程序代写案例-FINM3008/8016
时间:2022-06-14
Lecturer: Dr. Hua Deng
ANU Research School of Finance, Actuarial Studies and Statistics
Lecture 4
Asset Allocation:
Asset Assumptions
FINM3008/8016
Applied Portfolio Construction
1

Today’s lecture
What you can expect to learn:
• Issues and methods for forming quantitative
asset assumptions
2
Forming asset assumptions: overview
1. Asset Assumptions: return, variance, covariance
2. Start from objectives (ALWAYS!): link client objectives to the
data assumptions, e.g. data interval, sample period, etc.
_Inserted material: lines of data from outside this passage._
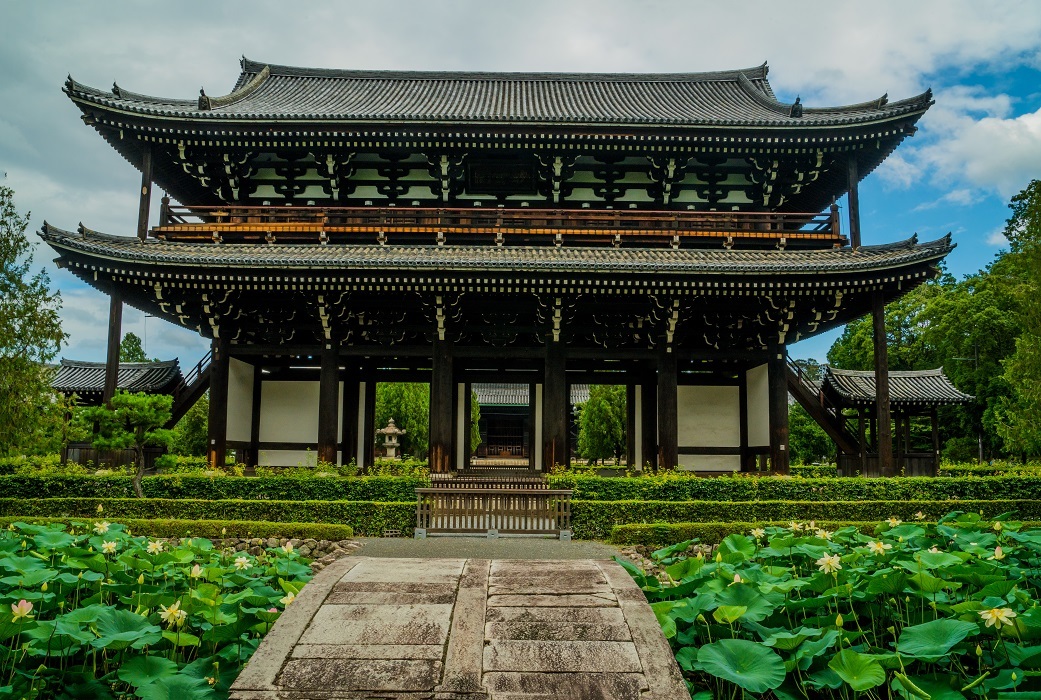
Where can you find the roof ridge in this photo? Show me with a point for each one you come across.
(250, 67)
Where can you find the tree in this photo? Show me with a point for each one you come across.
(30, 332)
(602, 423)
(131, 349)
(132, 421)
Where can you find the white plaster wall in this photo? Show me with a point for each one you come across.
(759, 406)
(239, 400)
(289, 411)
(708, 417)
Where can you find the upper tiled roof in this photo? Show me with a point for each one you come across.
(918, 388)
(506, 258)
(265, 92)
(74, 376)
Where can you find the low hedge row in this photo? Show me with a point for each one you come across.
(365, 518)
(388, 489)
(213, 529)
(593, 520)
(685, 488)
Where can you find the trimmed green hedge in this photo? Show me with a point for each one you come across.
(366, 518)
(685, 488)
(593, 520)
(387, 489)
(213, 529)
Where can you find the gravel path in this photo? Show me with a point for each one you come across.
(482, 548)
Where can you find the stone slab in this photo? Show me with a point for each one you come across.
(379, 624)
(349, 674)
(552, 601)
(561, 656)
(431, 651)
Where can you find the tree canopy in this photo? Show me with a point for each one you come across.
(30, 333)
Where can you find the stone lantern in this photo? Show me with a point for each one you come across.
(390, 443)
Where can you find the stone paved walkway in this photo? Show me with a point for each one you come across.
(465, 629)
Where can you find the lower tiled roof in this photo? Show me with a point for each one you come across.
(922, 388)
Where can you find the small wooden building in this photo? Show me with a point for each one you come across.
(912, 395)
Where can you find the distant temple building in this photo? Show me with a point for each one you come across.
(332, 229)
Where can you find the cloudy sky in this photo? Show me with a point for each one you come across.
(976, 147)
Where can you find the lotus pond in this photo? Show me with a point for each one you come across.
(942, 610)
(91, 611)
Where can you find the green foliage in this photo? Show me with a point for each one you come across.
(408, 404)
(807, 441)
(602, 423)
(30, 336)
(132, 421)
(924, 609)
(131, 349)
(94, 613)
(192, 432)
(364, 518)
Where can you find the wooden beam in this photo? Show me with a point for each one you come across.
(218, 425)
(146, 191)
(555, 408)
(441, 410)
(328, 409)
(853, 179)
(667, 418)
(884, 435)
(778, 381)
(115, 336)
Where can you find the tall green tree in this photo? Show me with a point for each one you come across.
(602, 423)
(30, 332)
(132, 421)
(131, 349)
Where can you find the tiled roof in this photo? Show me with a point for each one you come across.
(267, 92)
(493, 258)
(516, 395)
(74, 376)
(922, 388)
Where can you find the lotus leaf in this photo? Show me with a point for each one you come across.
(747, 665)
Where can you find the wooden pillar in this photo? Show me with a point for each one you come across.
(254, 456)
(778, 410)
(369, 422)
(441, 410)
(352, 397)
(328, 401)
(649, 408)
(555, 408)
(219, 403)
(631, 447)
(667, 420)
(115, 335)
(146, 191)
(884, 435)
(853, 179)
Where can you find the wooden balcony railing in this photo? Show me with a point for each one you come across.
(496, 226)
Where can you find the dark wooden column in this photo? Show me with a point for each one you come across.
(778, 410)
(146, 191)
(115, 335)
(219, 403)
(884, 434)
(254, 455)
(369, 424)
(649, 416)
(668, 456)
(555, 407)
(853, 179)
(328, 401)
(441, 410)
(352, 397)
(631, 418)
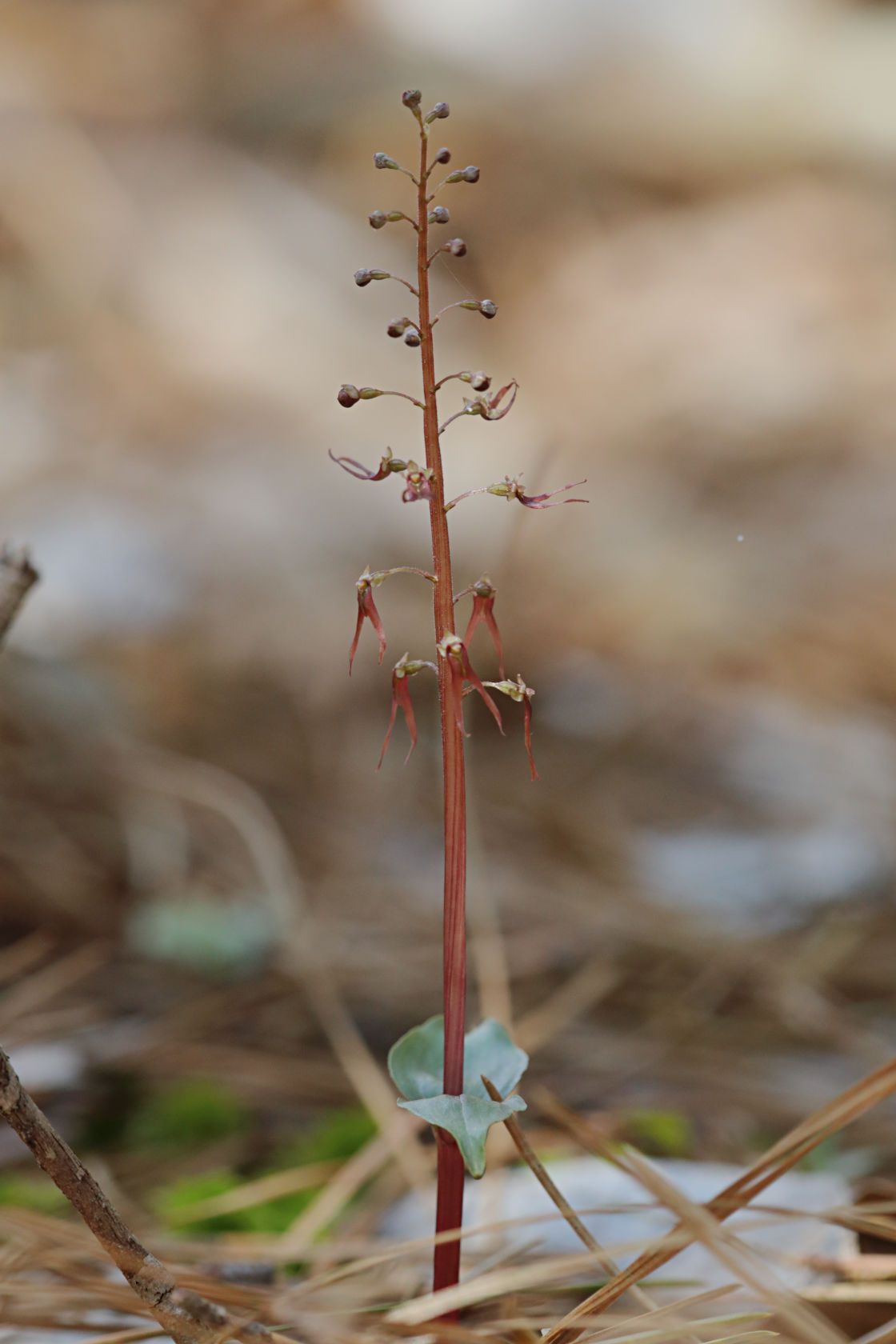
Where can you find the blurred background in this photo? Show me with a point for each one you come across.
(686, 215)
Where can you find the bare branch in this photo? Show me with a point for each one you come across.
(187, 1316)
(16, 577)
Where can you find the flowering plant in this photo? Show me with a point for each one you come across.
(441, 1069)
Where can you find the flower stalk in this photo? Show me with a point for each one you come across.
(449, 1214)
(433, 1055)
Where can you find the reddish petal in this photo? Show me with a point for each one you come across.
(527, 734)
(402, 694)
(477, 686)
(494, 401)
(389, 731)
(363, 474)
(358, 634)
(482, 610)
(456, 672)
(476, 616)
(496, 634)
(368, 608)
(542, 500)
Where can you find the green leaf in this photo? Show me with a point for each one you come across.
(417, 1061)
(468, 1118)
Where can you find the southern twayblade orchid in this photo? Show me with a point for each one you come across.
(484, 610)
(523, 694)
(403, 670)
(510, 488)
(387, 466)
(453, 650)
(490, 407)
(458, 1108)
(367, 606)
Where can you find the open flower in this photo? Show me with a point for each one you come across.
(484, 610)
(510, 488)
(452, 648)
(367, 606)
(523, 694)
(387, 466)
(367, 609)
(401, 697)
(418, 482)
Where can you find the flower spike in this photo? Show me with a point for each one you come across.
(484, 610)
(523, 694)
(512, 490)
(389, 464)
(401, 697)
(452, 648)
(418, 484)
(366, 608)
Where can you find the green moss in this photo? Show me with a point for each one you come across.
(661, 1134)
(338, 1136)
(34, 1191)
(186, 1116)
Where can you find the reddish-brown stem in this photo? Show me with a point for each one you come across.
(450, 1164)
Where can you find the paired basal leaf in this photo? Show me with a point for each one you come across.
(468, 1120)
(417, 1065)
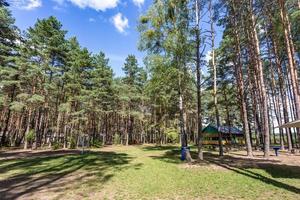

3. Lots of choices to make:
• parametric / model-based versus non-parametric / data-based
• iid versus conditional (time-varying)
• What data to draw on:
– Measurement interval (unit of time)
– Time period
– Real or nominal?
Most of the time it doesn’t make much difference. We use
nominal.
3
Forming asset assumptions: overview
3. Lots of choices to make (cont.):
• Method of calibrating expected returns
• What about costs, taxes, alpha, etc? (can have a major
impact on actual net return an investor receives so should
not be ignored, eg. imputation credits not available to foreign
investors)
• How to treat assets that lack reliable history?
• new assets, thinly traded assets or assets subject to periodic
appraisal valuations (e.g. private equity, direct property)
• survivorship bias and selection bias can cause return to be
overstated and risk to be understated (e.g. hedge funds)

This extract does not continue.